Quem visita o agricultor mineiro Luís Arécio Ferreira, 33 anos, morador da comunidade de Córrego da Mandinga, em Araçuaí, no Vale do Jequitinhonha (MG), não se despede sem antes conhecer todos os detalhes da casa nova de alvenaria e de uma enorme cisterna com capacidade para 20 mil litros, seus maiores tesouros. Ele e a mulher, a
também agricultora Cleuza Alves de Jesus, 32 anos, não cabem em si de orgulho. Não é difícil entender tanta empolgação. Há dois anos, o casal e os três filhos moravam num quarto e cozinha de chão batido e o poço mais próximo ficava a três horas de caminhada. “Lavar, passar, cozinhar, tomar banho, tudo era um sofrimento”, lembra o agricultor. A casa de alvenaria tem dois dormitórios, sala, cozinha e banheiro e um sistema de captação de água, feito com uma calha instalada no beiral do telhado. O sistema permite armazenar a água da chuva. “Isso mudou a nossa vida, nos trouxe realização e esperança” conta Ferreira. O entusiasmo é compartilhado por outras dez famílias, que se organizaram e estão cultivando hortaliças, frutas, feijão, arroz e iniciaram até uma criação de peixes.

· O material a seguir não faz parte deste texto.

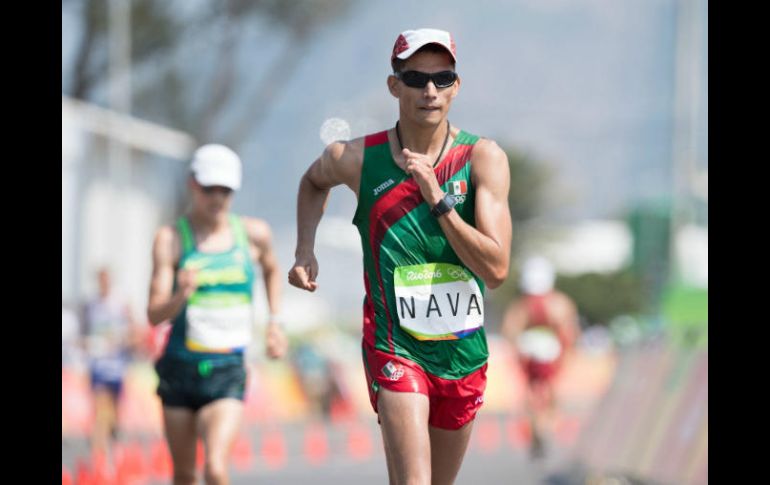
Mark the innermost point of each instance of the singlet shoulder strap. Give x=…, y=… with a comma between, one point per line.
x=186, y=234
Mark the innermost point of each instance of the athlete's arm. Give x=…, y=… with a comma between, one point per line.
x=484, y=249
x=261, y=237
x=163, y=304
x=339, y=164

Parceria – As medidas simples que transformaram o cotidiano de várias
famílias fazem parte do Programa de Desenvolvimento Humano Sustentado
(PDHS), criado pelo Fundo Cristão para Crianças. A organização não-governamental mantém ações em todo o mundo há 37 anos e trabalha em cinco Estados brasileiros, com educação, saúde e desenvolvimento comunitário e econômico. O objetivo é garantir a segurança alimentar e promover a geração de renda, o que está ocorrendo com mais 721 famílias de outras comunidades. Elas tiveram as casas reformadas e ganharam saneamento básico, lavanderias, açudes e lavouras comunitárias que enriquecem a alimentação de 2,6 mil crianças de dois a seis anos, atendidas em 85 creches. “Tínhamos muitas mortes aqui provocadas pelo barbeiro, transmissor da doença de Chagas. As casas de alvenaria diminuem esse risco. O fundo deu o material, orientou a construção das cisternas e as famílias se encarregaram de levantar as casas. Foi uma parceria feliz”, afirma José Luiz Esteves, diretor nacional do Fundo Cristão.

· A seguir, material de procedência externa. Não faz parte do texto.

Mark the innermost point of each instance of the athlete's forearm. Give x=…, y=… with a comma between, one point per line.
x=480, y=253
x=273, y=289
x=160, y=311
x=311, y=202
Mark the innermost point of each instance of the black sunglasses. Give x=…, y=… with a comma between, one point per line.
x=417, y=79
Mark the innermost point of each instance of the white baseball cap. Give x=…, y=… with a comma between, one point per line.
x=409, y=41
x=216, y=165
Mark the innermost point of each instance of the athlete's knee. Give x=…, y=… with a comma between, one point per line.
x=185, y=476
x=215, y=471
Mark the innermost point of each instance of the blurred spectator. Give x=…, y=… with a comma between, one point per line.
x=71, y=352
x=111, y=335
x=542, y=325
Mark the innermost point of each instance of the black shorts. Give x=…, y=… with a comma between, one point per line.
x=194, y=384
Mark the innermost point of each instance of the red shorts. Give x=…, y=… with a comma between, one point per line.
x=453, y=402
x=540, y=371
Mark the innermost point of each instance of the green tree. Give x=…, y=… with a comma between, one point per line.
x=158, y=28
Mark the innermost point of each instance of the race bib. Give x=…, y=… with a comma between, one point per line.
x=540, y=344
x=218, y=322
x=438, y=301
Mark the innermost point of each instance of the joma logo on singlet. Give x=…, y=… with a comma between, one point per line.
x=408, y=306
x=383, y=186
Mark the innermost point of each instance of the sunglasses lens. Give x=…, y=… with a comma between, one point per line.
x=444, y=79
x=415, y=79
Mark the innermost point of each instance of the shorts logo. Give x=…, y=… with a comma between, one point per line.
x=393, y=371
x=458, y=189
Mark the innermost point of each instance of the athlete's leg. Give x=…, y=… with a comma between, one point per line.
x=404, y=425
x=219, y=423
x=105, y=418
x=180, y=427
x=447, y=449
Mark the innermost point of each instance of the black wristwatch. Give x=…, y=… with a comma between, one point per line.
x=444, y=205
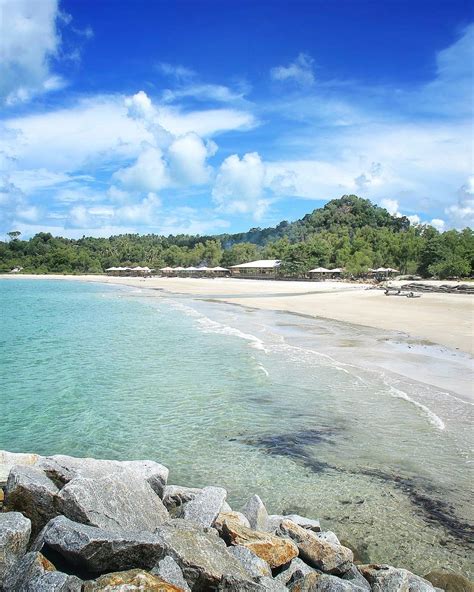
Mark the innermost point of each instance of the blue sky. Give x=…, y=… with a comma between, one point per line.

Incentivo – O projeto, que tem apoio da Universidade Federal de Viçosa, da
Auburn University (EUA) e do Instituto Estadual de Florestas de Minas Gerais, não custou mais de R$ 800 mil e foi uma experência-modelo. A escolha do Vale do Jequitinhonha não foi ao acaso. Localizado a 650 quilômetros da capital, Belo Horizonte, é umas das regiões mais pobres do País e abriga cerca de 800 mil pessoas, a maioria na zona rural. Famílias com sete filhos em média sobrevivem sem trabalho, comida, luz elétrica e atendimento médico. Vivem de bico, o que lhes rende no máximo R$ 5 por dia. Incentivadas pelos resultados, famílias inteiras têm se envolvido nas tarefas propostas pelo programa.

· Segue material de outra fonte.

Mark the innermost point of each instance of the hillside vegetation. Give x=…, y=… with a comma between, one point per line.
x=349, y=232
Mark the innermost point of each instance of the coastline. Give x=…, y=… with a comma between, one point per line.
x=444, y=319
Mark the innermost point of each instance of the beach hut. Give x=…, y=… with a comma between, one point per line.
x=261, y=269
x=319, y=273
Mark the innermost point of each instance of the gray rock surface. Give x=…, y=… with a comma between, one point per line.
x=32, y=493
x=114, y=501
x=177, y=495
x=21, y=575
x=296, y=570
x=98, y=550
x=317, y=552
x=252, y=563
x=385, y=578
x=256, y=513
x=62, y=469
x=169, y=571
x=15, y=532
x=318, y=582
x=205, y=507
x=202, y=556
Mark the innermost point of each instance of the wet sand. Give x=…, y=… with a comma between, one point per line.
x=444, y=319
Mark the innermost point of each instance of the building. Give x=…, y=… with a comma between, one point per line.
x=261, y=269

Essa união de esforços está transformando o cenário tórrido e infrutífero da região. Na comunidade Empoeira, região sul do Vale, por exemplo, o milagre veio com uma horta comunitária criada há dois anos. Seus 300 moradores agora têm uma alimentação mais rica e vendem hortaliças, frutas e legumes. “A prefeitura disponibilizou máquinas, nós ensinamos aos moradores técnicas de plantio e cultivo e fornecemos as sementes. Com orientação e apoio, eles mesmos resolvem suas necessidades”, conta o engenheiro agrônomo Carlos Eduardo Siste, coordenador do PDHS no Vale. Os moradores comemoram. “A gente só plantava na época das águas. Se chovesse, a gente colhia, mas isso era raro. Hoje, temos comida o ano inteiro. Não há dinheiro que pague isso”, conta a agricultora Joana Ferreira de Passos, mãe de oito filhos.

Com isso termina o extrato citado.